Looked for a pet thread but... well I couldn't stand it. I don't have any grand kids.

This is my new "to me" dog, Duke.  A friend of mine retired his guiding business and bird dogs a couple months ago. The town kennel regulations just got too much and his dogs were getting old so he was looking for a retirement home.

I took in Duke, he's 10 already and a proven hunter. All he thinks about is hunting. Tractoring and planting trees, he thinks it's hunting. He's been here about 6 weeks now and we are getting along pretty good but I'm out working and digging and when I got to back up and turn around I'm looking and looking for the dog. I know he was here just a minute ago and I don't want to run over him...

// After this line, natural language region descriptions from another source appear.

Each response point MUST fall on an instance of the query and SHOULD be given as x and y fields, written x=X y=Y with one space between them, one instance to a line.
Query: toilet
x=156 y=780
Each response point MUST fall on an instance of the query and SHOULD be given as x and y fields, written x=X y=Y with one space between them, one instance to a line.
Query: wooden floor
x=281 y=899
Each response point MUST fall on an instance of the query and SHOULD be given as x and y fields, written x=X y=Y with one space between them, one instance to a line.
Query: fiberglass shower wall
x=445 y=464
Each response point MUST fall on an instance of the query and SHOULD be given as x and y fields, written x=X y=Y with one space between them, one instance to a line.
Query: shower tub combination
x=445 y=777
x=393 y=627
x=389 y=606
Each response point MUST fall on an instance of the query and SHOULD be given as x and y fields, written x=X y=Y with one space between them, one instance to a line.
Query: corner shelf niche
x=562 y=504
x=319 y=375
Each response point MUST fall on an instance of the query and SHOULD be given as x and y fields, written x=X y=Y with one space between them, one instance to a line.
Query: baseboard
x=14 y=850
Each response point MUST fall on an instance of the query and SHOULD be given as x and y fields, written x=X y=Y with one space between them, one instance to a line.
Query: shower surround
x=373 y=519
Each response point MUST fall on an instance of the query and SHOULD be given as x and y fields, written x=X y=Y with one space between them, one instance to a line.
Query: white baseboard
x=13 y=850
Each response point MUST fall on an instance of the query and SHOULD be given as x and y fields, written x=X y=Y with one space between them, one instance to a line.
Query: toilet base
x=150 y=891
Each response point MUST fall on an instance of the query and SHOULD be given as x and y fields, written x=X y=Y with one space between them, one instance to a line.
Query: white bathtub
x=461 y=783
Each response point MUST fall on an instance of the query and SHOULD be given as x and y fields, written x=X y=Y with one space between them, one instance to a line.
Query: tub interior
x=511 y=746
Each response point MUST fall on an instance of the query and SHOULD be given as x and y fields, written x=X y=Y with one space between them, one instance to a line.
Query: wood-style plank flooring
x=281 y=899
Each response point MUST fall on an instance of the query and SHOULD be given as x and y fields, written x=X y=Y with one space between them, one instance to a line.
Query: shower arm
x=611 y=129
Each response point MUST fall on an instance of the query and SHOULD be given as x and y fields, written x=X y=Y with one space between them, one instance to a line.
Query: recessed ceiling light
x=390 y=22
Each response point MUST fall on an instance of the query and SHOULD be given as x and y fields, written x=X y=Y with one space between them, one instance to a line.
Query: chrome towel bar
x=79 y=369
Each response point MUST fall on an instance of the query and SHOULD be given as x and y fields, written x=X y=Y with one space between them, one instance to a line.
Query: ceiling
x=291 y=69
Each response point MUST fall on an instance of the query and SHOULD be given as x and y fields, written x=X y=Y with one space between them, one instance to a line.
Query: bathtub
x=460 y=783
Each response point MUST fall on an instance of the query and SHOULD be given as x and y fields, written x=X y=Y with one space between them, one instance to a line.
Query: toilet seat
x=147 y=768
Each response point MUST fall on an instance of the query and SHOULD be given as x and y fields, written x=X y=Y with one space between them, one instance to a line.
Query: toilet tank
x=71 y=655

I guess this looked like a dog box to him. LOL. When ever there's no tools or dirt in it, he jumps up in the scoop and wants to ride back there.  This dog cracks me up, over and over.


----------



## Nicodemus (Sep 8, 2017)

Good looking dog. German wirehaired?


----------



## wvdawg (Sep 8, 2017)

They love to hunt!  Probably will until he just can't go anymore!  Love the pic!


----------



## Timbo85 (Sep 8, 2017)

He looks like my old griffon the worst duck , dove , quail , or squirrel dog that I ever fed lol naw he was good at his job I kept him shaved the last couple yrs of his life cause he knew where every mud or water hole was around here for miles , good lookin dog he looks like he's having a good time


----------



## Jack Ryan (Sep 8, 2017)

Nicodemus said:


> Good looking dog. German wirehaired?



Yes! He's awesome. We are already best buddies. At least until I have to leave, or put him in the kennel.

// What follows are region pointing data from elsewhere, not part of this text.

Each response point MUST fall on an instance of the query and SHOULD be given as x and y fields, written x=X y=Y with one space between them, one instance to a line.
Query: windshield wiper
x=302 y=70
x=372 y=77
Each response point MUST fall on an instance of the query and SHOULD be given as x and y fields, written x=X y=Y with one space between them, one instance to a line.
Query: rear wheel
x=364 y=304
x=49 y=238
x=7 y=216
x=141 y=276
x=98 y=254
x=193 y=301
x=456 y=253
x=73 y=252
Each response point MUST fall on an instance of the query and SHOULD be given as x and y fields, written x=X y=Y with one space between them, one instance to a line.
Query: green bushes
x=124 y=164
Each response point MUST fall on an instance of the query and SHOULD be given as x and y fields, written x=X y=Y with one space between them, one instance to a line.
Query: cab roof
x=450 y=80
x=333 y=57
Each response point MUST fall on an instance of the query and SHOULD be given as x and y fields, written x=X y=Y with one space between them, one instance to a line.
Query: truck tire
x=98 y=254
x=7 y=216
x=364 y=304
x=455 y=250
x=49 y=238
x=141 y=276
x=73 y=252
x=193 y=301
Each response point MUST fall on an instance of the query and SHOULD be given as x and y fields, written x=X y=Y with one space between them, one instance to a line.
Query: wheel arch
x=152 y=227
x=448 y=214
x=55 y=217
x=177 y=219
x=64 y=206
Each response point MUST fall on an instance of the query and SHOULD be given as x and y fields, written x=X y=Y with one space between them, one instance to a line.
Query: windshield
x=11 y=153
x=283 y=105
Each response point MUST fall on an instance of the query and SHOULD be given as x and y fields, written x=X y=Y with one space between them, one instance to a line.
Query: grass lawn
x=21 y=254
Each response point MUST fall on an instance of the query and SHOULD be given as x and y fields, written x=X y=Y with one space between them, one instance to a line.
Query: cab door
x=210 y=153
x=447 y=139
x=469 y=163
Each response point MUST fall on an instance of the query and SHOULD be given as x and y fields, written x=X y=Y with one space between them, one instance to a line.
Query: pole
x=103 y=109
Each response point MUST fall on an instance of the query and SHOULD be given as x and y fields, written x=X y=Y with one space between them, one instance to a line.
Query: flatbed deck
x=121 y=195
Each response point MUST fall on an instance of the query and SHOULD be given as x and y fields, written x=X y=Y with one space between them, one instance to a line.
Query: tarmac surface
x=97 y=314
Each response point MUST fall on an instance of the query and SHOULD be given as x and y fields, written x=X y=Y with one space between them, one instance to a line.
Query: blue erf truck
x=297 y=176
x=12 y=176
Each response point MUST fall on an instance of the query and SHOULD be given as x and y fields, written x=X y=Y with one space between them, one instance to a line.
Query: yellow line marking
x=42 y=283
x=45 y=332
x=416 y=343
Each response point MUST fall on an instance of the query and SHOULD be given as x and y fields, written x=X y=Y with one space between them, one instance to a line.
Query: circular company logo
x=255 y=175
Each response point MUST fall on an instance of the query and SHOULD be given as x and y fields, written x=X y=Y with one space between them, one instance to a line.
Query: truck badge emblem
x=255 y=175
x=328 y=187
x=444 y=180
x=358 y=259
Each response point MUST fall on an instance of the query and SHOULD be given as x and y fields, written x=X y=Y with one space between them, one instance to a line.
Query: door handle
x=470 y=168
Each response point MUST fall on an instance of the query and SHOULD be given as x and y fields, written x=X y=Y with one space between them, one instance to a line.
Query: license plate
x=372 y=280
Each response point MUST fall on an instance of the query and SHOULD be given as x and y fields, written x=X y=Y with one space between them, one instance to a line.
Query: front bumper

I spent three weeks deliberately working at getting him to imprint and depend on me, now I'm the only one in the house he sometimes chases down the drive way. I don't like that, I'm afraid he'll get hurt in the road. But it's getting better.


----------



## Jack Ryan (Sep 8, 2017)

Timbo85 said:


> He looks like my old griffon the worst duck , dove , quail , or squirrel dog that I ever fed lol naw he was good at his job I kept him shaved the last couple yrs of his life cause he knew where every mud or water hole was around here for miles , good lookin dog he looks like he's having a good time



I could already fill a 5 gallon bucket with those little green sticker things I've combed off him. He loves it though. He'll just stand right there and beg ya to get out the curry comb. Brush 'em right off his eye brows and he'll stand there still as a statue. Got out the scissors after I'd had him about a month and gave him a little hair cut and trim. He stood still like I'd been doing it all his life.

I'm so glad I didn't give in and get a pup, this is exactly the dog I wanted.


----------



## Hillbilly stalker (Sep 8, 2017)

Tractor or not....that dog knows where the tailgate is supposed to be . lol!  He will make you a fine companion.


----------



## Dirtroad Johnson (Sep 9, 2017)

Good for you & the dog.


----------



## AllTerrainAngler (Sep 14, 2017)

Maybe I"m biased but love the dog. I honestly think my gsp is more about hunting than my lab. If he even thinks I'm reaching for a gun hes at my side waiting for the shot. lol


----------



## caughtinarut (Sep 29, 2017)

He was ready to go...enough of this work stuff....


----------